Scott Walters is happy, and adds:
Arts funders take note: this could actually work. Diversity supporters take note: this could actually work. I think he's right about diversity in the small theatre scene being more diverse.
Scott does go on to note:
There is one fly in the ointment: the artists themselves. If I heard it once, I heard it a dozen times during my couple days at the Arena: playwrights want to "make the jump" to the regional theatres. They don't seem to be content to stay put -- they've drunk the Kool-Aid and see the theatre world in terms of a pyramid, and they want to "get to the top."
I have to say that, in my personal experience, not all of that is from having "drunk the Kool-Aid" of wanting to "get to the top," so much as the fact as if they want to be part of that slim majority who can survive off of play-writing, it behooves them to get to the top.
I love the people I work with, the people who I employ at my new company. I love them so badly that I want to pay them money, in fact.
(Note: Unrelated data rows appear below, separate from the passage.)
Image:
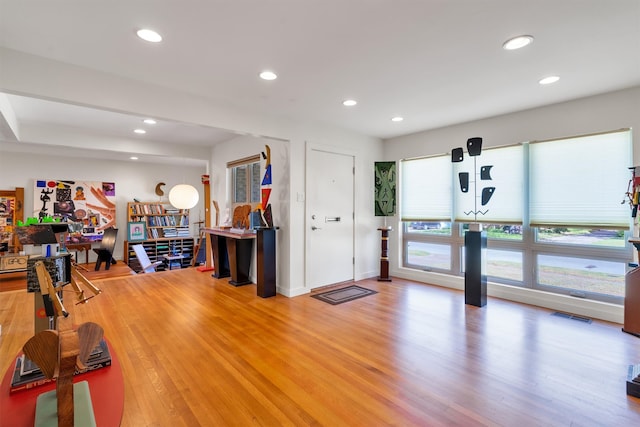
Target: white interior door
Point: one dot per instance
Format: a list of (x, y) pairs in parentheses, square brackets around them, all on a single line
[(329, 221)]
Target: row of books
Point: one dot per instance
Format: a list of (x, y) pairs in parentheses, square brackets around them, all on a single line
[(27, 375), (176, 232), (146, 209)]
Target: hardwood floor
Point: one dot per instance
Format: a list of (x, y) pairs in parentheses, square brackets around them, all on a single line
[(196, 351)]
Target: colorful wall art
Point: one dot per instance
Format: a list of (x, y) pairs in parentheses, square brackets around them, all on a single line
[(92, 203), (385, 188)]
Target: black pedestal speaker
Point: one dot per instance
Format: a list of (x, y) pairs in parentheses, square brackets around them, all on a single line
[(475, 276)]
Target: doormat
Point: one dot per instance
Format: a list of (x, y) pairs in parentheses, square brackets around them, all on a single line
[(338, 296)]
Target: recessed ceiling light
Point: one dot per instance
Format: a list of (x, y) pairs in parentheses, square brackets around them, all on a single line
[(268, 75), (517, 42), (549, 80), (149, 35)]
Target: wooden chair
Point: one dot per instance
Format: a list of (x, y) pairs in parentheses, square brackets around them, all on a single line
[(105, 251), (145, 263)]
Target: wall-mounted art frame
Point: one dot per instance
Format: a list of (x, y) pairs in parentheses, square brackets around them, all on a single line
[(385, 188), (136, 231), (92, 203)]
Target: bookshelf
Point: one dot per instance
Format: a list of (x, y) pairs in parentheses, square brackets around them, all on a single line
[(156, 250), (162, 219), (167, 233)]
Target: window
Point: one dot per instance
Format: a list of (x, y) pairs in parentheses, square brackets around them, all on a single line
[(245, 180), (559, 228), (425, 189), (578, 181)]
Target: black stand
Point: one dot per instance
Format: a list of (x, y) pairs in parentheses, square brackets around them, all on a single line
[(220, 257), (475, 277), (239, 251), (266, 262), (633, 381), (384, 257)]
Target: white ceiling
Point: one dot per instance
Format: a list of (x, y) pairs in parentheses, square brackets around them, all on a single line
[(434, 62)]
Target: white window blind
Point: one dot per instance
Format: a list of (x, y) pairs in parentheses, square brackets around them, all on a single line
[(425, 190), (503, 177), (580, 181)]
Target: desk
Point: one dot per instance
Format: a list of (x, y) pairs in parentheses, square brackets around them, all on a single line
[(106, 386), (80, 247), (231, 255)]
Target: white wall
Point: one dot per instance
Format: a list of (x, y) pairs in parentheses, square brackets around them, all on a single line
[(29, 75), (132, 179), (605, 112)]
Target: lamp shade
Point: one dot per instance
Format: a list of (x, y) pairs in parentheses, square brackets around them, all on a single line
[(183, 196)]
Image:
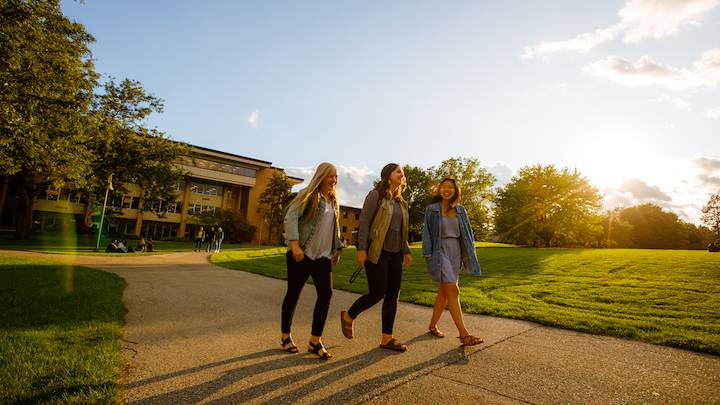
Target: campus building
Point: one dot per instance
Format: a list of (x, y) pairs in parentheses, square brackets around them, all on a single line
[(215, 181)]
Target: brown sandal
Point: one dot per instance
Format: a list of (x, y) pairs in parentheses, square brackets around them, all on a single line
[(434, 331), (394, 344), (288, 345), (470, 340), (319, 350), (346, 325)]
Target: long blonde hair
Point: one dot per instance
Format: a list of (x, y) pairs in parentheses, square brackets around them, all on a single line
[(311, 193)]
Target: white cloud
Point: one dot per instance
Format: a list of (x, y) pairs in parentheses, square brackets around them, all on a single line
[(713, 113), (647, 72), (503, 174), (253, 118), (678, 102), (681, 186), (581, 43), (640, 190), (657, 19), (638, 20)]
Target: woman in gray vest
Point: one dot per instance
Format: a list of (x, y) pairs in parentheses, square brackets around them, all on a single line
[(312, 233), (448, 245), (382, 249)]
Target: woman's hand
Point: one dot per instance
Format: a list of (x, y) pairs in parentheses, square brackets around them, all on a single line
[(407, 260), (361, 258), (298, 254)]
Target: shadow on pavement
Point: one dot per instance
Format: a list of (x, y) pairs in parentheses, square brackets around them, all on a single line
[(295, 386)]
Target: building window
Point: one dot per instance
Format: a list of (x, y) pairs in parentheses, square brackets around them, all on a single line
[(175, 207), (195, 209), (127, 201)]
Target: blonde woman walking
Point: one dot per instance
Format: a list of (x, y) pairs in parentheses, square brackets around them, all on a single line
[(382, 250)]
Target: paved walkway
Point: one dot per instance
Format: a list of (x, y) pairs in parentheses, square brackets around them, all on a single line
[(197, 333)]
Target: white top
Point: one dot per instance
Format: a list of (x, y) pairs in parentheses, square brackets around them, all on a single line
[(320, 245)]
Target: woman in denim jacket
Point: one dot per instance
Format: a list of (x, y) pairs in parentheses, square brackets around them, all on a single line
[(312, 233), (448, 244)]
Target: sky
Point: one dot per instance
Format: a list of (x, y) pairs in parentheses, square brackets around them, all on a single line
[(626, 92)]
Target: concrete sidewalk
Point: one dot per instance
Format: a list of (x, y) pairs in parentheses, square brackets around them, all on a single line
[(197, 333)]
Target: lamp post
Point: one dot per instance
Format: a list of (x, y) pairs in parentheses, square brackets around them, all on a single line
[(102, 216)]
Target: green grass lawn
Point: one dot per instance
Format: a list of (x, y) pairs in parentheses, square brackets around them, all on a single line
[(59, 331), (85, 245), (666, 297)]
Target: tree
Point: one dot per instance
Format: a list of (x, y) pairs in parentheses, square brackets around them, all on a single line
[(698, 237), (711, 214), (418, 193), (123, 147), (55, 132), (48, 79), (476, 190), (272, 203), (654, 228), (616, 231), (544, 205)]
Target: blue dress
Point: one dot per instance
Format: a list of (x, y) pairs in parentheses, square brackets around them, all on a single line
[(450, 251)]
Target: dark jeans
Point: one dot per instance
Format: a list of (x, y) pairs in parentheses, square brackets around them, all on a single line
[(384, 283), (298, 273)]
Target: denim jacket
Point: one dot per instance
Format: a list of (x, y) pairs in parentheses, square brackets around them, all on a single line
[(301, 227), (431, 241)]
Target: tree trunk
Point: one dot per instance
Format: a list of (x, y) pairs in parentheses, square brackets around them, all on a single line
[(26, 193), (4, 186), (87, 214)]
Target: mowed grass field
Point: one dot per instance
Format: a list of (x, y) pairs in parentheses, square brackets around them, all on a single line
[(59, 333), (665, 297), (72, 244)]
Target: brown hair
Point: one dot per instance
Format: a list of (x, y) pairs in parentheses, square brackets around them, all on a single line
[(383, 186), (455, 200)]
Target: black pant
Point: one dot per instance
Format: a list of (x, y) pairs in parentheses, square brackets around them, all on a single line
[(384, 282), (298, 272)]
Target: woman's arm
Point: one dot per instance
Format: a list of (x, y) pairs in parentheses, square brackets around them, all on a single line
[(427, 237)]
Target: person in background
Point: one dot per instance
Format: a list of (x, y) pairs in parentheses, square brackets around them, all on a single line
[(199, 238), (210, 239), (219, 236)]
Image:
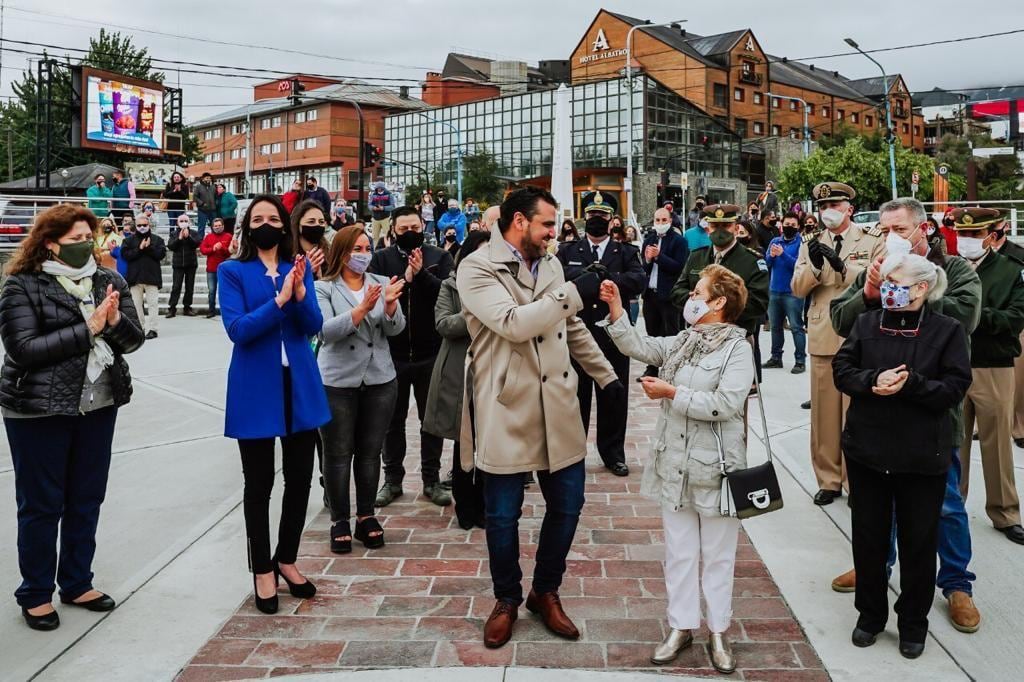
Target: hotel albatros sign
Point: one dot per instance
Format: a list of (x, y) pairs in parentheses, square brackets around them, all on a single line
[(601, 50)]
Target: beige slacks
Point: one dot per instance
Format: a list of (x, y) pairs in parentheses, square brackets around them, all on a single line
[(987, 403), (828, 408)]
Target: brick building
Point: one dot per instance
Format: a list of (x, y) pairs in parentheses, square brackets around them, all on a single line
[(273, 142)]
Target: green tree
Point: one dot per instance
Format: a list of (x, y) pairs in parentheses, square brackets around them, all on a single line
[(865, 171)]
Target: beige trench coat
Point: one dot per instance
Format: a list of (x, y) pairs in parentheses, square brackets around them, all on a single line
[(520, 388)]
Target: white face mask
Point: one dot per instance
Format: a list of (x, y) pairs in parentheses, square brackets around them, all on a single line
[(896, 245), (971, 248), (833, 218), (694, 309)]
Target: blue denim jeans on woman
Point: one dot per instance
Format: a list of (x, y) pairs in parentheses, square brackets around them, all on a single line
[(503, 496), (781, 307), (954, 538)]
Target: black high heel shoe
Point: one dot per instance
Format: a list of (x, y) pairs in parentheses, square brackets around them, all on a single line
[(46, 622), (268, 604), (301, 590)]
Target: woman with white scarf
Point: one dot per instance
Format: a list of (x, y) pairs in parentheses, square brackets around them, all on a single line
[(66, 324), (705, 377)]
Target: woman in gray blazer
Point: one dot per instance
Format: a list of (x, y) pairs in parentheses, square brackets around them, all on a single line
[(360, 310)]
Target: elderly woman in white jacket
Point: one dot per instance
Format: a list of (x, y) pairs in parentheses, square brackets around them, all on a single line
[(705, 377)]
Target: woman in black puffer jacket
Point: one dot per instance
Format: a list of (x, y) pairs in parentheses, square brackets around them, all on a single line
[(66, 324)]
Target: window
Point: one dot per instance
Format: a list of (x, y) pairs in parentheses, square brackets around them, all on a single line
[(720, 95)]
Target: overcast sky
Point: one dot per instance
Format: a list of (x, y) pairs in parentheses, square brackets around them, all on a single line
[(402, 39)]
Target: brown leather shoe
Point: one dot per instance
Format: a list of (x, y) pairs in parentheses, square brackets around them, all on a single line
[(549, 607), (498, 629), (846, 583), (963, 613)]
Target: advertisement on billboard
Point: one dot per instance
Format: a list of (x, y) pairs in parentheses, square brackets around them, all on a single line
[(122, 114)]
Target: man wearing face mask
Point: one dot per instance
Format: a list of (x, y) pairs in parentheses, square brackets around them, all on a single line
[(902, 221), (727, 252), (994, 345), (665, 253), (423, 267), (827, 264), (619, 262)]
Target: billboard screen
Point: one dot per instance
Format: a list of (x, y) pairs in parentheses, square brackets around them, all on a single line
[(122, 114)]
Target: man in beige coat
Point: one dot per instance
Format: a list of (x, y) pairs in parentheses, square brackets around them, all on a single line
[(520, 411), (827, 264)]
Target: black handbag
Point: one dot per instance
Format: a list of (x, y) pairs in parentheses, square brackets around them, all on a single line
[(754, 491)]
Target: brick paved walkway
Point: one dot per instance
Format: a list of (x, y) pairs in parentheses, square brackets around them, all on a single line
[(421, 601)]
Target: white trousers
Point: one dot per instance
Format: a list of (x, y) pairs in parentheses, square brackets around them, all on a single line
[(688, 538), (152, 303)]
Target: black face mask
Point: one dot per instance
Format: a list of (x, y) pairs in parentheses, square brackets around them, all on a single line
[(312, 233), (597, 226), (266, 237), (410, 241)]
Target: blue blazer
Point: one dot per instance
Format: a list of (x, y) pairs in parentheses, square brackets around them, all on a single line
[(257, 327), (670, 261)]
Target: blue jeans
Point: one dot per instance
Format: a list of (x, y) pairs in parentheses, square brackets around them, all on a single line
[(954, 538), (211, 285), (205, 218), (503, 496), (781, 307)]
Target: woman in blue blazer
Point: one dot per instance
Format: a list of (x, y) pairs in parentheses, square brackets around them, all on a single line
[(269, 309)]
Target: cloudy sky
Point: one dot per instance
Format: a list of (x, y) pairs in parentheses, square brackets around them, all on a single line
[(402, 39)]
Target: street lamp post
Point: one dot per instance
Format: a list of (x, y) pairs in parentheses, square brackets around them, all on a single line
[(458, 150), (807, 129), (630, 215), (889, 119)]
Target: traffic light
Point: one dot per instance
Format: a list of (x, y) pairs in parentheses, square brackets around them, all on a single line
[(297, 88)]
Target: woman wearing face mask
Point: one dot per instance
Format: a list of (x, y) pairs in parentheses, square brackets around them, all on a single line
[(66, 325), (706, 373), (360, 310), (309, 224), (274, 390), (182, 245), (903, 367)]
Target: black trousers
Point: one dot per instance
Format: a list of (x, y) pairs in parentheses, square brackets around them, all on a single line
[(660, 318), (258, 472), (611, 411), (413, 378), (179, 275), (918, 503)]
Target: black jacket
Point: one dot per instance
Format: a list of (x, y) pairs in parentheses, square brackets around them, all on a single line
[(420, 341), (47, 343), (143, 264), (671, 259), (183, 250), (623, 261), (911, 430)]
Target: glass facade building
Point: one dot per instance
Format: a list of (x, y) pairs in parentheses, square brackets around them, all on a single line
[(669, 133)]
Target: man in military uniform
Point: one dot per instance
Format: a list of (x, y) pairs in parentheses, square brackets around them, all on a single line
[(827, 264), (619, 262), (994, 345), (1004, 245), (727, 252)]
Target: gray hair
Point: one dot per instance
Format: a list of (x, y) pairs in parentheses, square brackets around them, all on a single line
[(918, 268), (912, 206)]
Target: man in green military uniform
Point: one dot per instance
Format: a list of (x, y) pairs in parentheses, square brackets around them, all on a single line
[(727, 252), (994, 345)]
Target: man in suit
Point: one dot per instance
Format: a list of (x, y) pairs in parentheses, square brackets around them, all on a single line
[(619, 262), (827, 264), (665, 253)]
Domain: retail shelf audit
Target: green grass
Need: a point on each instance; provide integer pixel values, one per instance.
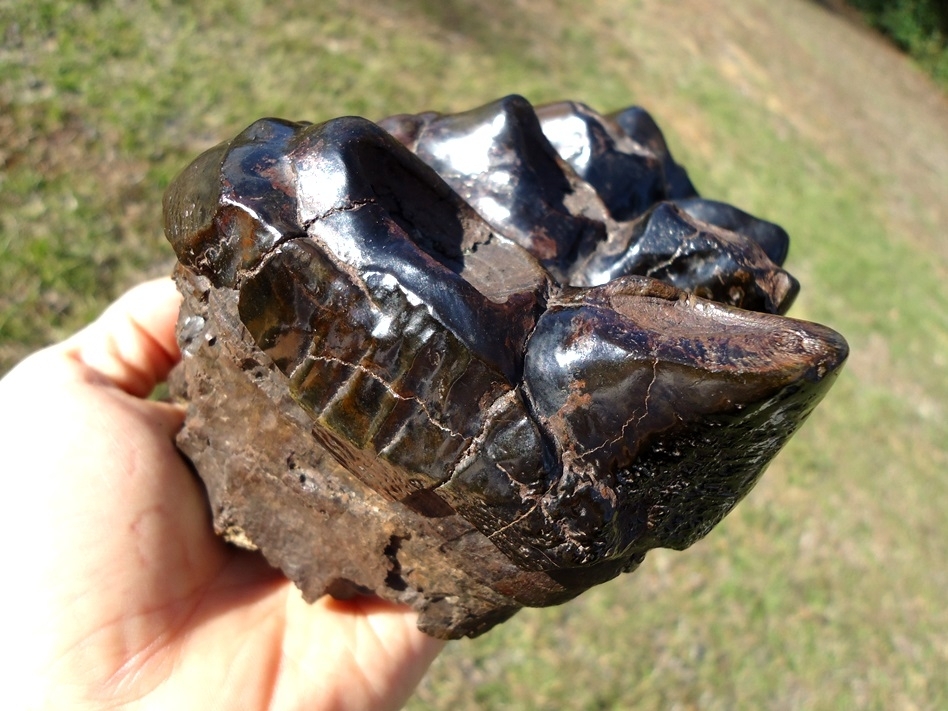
(825, 588)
At the moment, since we are literally three months into our existence as a company, I can't. A year out, hopefully, I'll be able to pay them money. Once we cross into the money-paying threshold, though, I can almost guarantee that the money I'll be paying is a pittance. I'd love to pay my playwrights what the regional theaters can pay them. One day, maybe, I will. I almost certainly will never be able to compensate them in the way that Broadway can compensate them.
Who can blame them? The reason everyone's clamoring toward the top is because we've heard there's money up there.
Don Hall is right that our budgets would be incredibly lighter with rent subsidy. (I feel like someone from either BAM or Lincoln Center or the Met once told me that one of those venerable institutions has their land leased from the city for $1 a year, which they count as one of their biggest donations -- don't quote me on it unless someone can confirm it for me) Right now, I'm in the middle of a show that has a budget of about $11,000, $7,500 of which is rehearsal and theater renting. And without paying anyone. If I could use that $7,500 on the rest of my company, I would 100% positive be paying that to people working for us.
Thank you, Don, for contributing another good idea!